Description
Throughout key stage 2, pupils have learnt about and used 2 types of mathematical relationship between numbers: additive relationships and multiplicative relationships. In year 6, pupils should learn to represent the relationship between 2 given numbers additively or multiplicatively, as well as use such a representation to calculate a missing number, including in measures and statistics contexts. Consider the following: Holly has cycled 20km. Lola has cycled 60km. We can describe the relationship between the distances either additively (Lola has cycled 40km further than Holly; Holly has cycled 40km fewer than Lola) or multiplicatively (Lola has cycled 3 times the distance that Holly has cycled).
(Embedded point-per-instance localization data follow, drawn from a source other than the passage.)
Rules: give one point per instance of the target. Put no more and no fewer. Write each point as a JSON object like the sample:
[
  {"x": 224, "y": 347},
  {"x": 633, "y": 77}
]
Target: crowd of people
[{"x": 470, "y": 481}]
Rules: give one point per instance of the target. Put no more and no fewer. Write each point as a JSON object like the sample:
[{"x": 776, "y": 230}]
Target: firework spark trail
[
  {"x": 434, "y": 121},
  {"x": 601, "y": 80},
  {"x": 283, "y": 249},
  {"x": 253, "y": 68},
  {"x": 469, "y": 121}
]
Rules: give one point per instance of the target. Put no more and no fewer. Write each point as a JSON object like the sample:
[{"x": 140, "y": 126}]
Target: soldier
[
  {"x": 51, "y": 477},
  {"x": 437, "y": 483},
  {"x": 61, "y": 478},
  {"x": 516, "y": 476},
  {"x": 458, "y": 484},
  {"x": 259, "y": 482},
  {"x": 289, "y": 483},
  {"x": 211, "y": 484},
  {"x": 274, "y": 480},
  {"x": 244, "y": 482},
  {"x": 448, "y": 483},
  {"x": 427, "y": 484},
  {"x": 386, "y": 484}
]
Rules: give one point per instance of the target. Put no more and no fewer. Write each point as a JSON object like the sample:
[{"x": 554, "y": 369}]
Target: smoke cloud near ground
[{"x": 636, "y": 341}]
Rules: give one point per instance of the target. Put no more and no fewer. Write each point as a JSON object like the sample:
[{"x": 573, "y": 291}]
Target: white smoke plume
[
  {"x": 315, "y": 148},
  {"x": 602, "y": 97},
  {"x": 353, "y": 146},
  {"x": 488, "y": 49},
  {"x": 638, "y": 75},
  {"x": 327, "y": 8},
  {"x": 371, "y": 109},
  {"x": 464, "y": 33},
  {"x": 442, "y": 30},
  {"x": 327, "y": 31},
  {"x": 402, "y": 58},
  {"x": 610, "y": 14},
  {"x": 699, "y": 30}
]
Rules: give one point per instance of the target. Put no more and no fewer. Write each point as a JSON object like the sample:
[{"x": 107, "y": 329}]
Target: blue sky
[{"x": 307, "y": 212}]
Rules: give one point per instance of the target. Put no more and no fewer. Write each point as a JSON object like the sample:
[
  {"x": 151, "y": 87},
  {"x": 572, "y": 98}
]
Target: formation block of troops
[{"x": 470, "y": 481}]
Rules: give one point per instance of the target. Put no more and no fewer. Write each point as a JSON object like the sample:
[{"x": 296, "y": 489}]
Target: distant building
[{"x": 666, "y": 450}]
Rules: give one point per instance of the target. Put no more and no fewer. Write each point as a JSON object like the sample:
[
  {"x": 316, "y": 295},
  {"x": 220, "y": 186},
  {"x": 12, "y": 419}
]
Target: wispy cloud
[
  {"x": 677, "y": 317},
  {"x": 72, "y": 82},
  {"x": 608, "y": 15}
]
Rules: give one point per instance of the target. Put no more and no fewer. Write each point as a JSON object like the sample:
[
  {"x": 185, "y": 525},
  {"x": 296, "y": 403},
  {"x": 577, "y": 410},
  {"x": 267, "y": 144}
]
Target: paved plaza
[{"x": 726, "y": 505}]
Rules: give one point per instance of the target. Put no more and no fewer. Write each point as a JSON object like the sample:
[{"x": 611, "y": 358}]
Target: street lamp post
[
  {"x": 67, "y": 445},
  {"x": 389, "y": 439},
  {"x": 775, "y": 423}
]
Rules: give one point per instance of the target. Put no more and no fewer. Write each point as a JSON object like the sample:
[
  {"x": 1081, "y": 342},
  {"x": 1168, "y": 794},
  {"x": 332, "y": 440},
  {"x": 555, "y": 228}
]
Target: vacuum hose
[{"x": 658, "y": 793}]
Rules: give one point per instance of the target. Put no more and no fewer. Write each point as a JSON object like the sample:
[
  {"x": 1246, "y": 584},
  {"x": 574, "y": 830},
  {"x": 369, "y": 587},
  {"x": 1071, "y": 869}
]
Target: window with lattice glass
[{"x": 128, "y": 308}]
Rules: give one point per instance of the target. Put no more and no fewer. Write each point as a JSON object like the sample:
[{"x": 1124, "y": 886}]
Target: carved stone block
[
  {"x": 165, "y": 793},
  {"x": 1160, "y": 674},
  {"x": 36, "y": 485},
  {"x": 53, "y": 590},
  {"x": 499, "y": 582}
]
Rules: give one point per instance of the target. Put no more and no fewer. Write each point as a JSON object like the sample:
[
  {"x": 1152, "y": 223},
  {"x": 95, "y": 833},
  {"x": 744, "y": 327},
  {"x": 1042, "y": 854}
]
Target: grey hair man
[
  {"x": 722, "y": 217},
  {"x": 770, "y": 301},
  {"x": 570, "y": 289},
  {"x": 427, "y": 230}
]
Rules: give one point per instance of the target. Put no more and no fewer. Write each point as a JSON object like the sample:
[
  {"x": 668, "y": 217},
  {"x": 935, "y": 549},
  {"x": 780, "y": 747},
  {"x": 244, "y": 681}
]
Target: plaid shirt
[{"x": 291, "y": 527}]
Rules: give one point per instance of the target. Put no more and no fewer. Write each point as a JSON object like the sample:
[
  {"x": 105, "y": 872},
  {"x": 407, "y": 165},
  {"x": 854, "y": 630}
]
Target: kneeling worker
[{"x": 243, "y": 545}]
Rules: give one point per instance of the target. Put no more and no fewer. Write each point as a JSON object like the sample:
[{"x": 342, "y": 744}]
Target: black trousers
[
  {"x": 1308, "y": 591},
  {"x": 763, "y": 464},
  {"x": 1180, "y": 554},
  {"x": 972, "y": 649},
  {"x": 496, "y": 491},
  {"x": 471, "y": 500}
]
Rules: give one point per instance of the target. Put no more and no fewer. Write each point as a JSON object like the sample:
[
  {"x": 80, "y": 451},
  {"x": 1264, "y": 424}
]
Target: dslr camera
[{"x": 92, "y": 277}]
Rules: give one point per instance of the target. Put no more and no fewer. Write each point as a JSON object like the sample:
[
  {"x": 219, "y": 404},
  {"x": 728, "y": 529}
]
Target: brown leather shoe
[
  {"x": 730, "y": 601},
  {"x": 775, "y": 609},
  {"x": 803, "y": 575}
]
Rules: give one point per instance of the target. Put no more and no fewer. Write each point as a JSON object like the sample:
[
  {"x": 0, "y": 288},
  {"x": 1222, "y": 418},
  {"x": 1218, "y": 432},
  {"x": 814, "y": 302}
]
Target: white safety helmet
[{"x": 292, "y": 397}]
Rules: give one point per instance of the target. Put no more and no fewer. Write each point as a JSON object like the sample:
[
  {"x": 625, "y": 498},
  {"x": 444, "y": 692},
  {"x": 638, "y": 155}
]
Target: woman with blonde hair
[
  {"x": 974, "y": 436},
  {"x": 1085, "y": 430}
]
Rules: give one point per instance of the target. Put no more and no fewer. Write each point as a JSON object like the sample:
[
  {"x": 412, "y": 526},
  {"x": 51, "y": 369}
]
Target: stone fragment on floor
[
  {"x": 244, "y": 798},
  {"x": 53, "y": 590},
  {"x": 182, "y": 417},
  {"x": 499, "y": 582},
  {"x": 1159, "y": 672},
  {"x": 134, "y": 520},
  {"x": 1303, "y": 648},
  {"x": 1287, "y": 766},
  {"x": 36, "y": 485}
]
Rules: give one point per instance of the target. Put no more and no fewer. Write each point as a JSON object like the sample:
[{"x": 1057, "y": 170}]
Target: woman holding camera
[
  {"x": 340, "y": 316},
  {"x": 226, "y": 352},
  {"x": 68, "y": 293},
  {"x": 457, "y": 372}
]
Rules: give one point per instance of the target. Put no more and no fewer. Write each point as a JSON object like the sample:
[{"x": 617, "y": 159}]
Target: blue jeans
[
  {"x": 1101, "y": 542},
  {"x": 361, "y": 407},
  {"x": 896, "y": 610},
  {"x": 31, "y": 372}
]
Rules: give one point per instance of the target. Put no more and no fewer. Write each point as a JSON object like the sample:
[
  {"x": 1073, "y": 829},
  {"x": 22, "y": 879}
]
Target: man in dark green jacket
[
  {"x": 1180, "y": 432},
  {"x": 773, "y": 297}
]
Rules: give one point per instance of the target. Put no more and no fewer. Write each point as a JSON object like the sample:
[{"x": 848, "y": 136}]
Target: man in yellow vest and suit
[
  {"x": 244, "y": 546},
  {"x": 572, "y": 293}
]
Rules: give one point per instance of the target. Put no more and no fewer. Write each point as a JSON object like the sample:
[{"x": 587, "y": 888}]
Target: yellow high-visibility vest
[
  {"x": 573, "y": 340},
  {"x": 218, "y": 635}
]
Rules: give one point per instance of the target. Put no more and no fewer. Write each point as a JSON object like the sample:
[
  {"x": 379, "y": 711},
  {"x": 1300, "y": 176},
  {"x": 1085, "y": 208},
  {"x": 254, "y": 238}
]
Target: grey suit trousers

As pupils progress into key stage 3, the ability to relate, recognise and use multiplicative relationships is essential. A pupil who can think multiplicatively would, for example, calculate the cost of 1.2m of ribbon at 75p per metre as 1.2×75p, whereas a pupil who was still thinking only in terms of additive relationships would use the approach of finding the cost of 0.2m (15p) and adding it to the cost of 1m (75p). During key stage 3, pupils will regularly use calculators to solve problems with this type of structure, and the multiplicative approach is more efficient because it involves fewer steps. Given any 2 numbers (related by a whole-number multiplier), pupils must be able to identify the additive relationship (in the example above, +40 and −40) and the multiplicative relationship (in the example above ×3 and ÷3). Though multiplicative relationships should be restricted to whole-number multipliers, pupils should be able to connect division by the whole number to scaling by a unit fraction: in the example above, this corresponds to understanding that because 60÷3=20, is one-third times the size of 60. When given a sequence of numbers, pupils should be able to identify whether the terms are all related additively or multiplicatively, identify the specific difference or multiplier and use this to continue a sequence either forwards or backwards. Pupils will need to use formal written methods to calculate larger numbers in sequences.
Language focus “The relationship between 2 numbers can be expressed additively or multiplicatively.”